Ask HN: S-Corp/C-Corp/LLC - reevo

Hey all,<p>Apologies if this subject seems to come up every so often, but I've sifted through searchyc and haven't found much.<p>I plan on registering a company, with 2 others, that will, as of now, be bootstrapped into a lifestyle business. At this point, you'd probably suggest I go with S-Corp or LLC because of their tax pass through and our desire to bootstrap. However, I do not want to sacrifice any possible opportunities that may arise down the road, with respects to granting options, raising vc money, or being acquired. Perhaps these are issues I shouldn't worry about now, but I'd rather set things up properly from the get go, which is why I am considering a C-Corp.<p>Any advice on when/why an llc/c corp/s corp would be chosen would be greatly appreciated.<p>Also, I'm looking for recommendations as to who to file these papers with. I'm in southern California.<p>Thanks.
======
garply
I've got both an LLP and an S-corp.

For the income pass-through reasons, you're right that a S-corp or LLP is the
way to go.
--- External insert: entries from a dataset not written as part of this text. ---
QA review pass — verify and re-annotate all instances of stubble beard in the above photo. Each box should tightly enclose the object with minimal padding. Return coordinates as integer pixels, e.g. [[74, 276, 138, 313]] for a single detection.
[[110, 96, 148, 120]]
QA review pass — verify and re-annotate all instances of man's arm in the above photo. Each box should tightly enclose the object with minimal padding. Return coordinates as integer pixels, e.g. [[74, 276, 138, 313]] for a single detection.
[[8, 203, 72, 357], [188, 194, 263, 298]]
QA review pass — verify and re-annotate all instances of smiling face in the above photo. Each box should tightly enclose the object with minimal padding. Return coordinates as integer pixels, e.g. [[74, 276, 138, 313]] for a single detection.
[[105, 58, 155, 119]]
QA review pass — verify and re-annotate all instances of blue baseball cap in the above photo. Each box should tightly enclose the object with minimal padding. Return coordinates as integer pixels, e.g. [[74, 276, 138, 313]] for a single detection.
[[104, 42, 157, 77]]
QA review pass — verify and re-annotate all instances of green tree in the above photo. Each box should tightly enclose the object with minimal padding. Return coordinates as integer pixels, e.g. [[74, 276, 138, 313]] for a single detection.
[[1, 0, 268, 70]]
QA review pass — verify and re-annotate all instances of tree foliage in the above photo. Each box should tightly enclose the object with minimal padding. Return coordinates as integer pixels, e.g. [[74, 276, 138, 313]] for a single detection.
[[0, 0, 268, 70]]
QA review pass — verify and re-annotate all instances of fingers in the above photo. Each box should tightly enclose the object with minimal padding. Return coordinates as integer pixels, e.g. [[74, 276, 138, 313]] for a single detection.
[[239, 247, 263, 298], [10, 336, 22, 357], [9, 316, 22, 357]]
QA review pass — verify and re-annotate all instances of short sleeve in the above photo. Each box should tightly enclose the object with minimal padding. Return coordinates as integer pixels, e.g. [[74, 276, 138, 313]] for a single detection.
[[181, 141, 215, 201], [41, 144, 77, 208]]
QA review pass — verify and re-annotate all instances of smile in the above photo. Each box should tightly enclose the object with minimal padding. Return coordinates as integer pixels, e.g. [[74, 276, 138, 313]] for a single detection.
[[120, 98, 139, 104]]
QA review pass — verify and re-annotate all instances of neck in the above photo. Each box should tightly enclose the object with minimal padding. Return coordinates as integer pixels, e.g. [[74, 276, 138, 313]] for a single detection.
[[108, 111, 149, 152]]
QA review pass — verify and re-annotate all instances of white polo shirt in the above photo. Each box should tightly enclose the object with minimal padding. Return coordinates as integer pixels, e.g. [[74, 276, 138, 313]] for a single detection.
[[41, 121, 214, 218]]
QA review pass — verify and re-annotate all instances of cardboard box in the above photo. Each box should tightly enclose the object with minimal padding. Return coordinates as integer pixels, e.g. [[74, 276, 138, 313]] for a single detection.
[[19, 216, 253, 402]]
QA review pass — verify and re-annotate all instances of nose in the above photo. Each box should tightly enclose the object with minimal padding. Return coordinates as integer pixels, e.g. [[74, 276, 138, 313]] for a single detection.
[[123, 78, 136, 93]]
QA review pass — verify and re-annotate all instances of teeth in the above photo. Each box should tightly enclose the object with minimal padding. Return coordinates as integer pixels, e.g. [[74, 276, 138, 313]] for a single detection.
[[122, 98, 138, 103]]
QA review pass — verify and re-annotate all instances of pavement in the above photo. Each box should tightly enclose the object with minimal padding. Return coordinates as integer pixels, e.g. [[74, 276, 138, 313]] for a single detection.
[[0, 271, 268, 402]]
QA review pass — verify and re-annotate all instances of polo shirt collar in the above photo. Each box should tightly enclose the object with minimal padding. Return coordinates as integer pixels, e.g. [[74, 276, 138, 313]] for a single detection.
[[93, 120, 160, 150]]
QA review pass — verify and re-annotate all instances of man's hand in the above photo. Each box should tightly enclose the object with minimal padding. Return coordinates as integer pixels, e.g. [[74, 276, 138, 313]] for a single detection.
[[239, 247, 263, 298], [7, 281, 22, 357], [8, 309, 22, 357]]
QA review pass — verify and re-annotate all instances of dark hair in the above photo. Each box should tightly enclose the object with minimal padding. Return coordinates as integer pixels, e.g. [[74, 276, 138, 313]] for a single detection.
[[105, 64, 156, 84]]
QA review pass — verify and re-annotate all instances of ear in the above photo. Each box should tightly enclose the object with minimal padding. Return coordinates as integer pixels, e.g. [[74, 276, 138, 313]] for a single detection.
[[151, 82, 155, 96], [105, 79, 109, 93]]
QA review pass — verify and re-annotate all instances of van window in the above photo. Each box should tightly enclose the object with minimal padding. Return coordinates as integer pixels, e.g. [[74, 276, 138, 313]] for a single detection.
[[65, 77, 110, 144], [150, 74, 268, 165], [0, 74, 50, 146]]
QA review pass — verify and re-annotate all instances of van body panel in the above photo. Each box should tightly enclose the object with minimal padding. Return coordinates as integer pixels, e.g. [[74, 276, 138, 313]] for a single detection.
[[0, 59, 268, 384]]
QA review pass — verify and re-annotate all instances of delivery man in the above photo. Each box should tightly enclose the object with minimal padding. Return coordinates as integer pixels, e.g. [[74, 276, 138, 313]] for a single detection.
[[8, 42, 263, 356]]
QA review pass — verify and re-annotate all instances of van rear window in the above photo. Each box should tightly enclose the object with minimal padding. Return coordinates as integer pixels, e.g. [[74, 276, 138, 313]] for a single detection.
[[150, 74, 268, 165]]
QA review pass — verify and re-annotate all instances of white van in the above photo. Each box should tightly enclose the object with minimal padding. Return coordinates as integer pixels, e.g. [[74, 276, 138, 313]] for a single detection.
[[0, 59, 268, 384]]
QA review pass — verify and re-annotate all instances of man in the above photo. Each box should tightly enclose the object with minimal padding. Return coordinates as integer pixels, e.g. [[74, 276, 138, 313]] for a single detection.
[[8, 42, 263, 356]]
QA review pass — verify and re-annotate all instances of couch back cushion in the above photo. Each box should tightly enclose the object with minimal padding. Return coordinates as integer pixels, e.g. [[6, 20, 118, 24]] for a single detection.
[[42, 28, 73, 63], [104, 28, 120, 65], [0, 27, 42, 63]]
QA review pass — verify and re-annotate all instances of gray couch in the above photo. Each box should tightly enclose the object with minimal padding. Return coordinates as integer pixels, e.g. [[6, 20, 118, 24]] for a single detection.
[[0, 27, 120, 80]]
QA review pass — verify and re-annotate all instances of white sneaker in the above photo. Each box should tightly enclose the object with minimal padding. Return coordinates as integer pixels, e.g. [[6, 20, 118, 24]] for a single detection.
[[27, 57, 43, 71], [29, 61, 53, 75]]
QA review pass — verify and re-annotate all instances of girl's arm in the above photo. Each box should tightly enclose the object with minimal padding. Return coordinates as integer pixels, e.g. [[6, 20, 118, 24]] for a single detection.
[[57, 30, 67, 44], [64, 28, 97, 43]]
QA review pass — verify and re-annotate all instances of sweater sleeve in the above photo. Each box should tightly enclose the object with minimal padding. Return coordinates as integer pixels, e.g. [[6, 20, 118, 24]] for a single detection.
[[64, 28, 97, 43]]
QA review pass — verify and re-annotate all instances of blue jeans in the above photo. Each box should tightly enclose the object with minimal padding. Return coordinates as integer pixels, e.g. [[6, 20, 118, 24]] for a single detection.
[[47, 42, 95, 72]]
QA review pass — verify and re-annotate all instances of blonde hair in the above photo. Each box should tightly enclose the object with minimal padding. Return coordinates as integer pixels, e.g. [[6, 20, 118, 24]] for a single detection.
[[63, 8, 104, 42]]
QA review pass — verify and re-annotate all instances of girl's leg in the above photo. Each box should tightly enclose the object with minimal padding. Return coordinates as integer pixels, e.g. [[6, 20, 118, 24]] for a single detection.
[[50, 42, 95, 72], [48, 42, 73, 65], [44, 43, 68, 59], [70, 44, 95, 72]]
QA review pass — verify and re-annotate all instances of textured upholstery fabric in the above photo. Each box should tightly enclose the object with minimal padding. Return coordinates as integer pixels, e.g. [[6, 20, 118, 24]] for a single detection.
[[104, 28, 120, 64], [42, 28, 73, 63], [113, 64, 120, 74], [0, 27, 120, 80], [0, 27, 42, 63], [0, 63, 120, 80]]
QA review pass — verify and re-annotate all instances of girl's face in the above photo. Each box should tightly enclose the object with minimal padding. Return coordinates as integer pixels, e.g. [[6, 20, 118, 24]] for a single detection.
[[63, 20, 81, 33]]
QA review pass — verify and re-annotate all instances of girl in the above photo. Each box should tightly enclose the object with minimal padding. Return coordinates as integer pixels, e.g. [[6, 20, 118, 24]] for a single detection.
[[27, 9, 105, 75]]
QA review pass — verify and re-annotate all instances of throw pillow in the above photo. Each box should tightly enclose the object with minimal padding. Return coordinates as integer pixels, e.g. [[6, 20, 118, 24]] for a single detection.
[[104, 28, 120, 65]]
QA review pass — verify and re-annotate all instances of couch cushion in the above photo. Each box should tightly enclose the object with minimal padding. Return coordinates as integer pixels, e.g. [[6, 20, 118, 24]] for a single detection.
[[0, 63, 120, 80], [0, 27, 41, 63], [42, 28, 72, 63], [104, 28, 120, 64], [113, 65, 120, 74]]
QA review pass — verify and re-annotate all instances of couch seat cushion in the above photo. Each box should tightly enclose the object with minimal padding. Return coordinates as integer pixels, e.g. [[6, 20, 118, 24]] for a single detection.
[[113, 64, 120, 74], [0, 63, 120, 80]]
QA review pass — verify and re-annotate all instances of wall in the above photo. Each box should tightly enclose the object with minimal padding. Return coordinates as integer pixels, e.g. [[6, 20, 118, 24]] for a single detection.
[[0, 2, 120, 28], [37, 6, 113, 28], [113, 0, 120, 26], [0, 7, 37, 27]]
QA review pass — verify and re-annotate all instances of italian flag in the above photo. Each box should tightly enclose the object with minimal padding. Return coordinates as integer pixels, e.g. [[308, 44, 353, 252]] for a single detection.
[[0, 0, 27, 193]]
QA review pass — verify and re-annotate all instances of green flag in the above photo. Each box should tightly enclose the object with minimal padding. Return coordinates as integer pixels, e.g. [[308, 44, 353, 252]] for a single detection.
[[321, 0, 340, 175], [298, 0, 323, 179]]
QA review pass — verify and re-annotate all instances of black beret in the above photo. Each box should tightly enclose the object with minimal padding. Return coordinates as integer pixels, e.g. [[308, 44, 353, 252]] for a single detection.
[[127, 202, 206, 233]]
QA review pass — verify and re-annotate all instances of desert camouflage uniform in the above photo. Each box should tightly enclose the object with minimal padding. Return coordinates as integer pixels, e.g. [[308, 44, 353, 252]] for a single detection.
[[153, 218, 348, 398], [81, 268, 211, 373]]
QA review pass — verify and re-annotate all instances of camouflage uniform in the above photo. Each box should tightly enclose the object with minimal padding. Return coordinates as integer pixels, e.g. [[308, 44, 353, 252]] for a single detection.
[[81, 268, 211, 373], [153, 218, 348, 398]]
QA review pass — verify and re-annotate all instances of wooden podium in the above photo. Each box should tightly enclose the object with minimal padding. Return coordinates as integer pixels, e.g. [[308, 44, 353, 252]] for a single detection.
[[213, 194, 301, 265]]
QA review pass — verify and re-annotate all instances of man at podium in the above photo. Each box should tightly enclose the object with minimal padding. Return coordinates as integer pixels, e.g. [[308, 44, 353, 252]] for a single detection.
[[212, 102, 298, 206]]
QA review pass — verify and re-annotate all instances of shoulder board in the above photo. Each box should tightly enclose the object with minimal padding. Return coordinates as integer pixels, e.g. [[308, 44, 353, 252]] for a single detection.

If I recall correctly, the tax difference between the 2 boils down
to how much you're going to make - that is if you make over $X per year you
want one solution and if you make under $X you want the other. I was in a
similar situation, crunched the numbers, and determined that an S-corp was the
correct solution for me, but your situation could well be different. I believe
an LLC/LLP also dodges the $800 / yr that CA demands of a corp for the
privilege of doing business in its state, so that might also factor into your
consideration (not so sure about that one though, my LLP isn't in CA).

You can always convert to a C-corp later, but it doesn't seem like it makes
much sense for you now.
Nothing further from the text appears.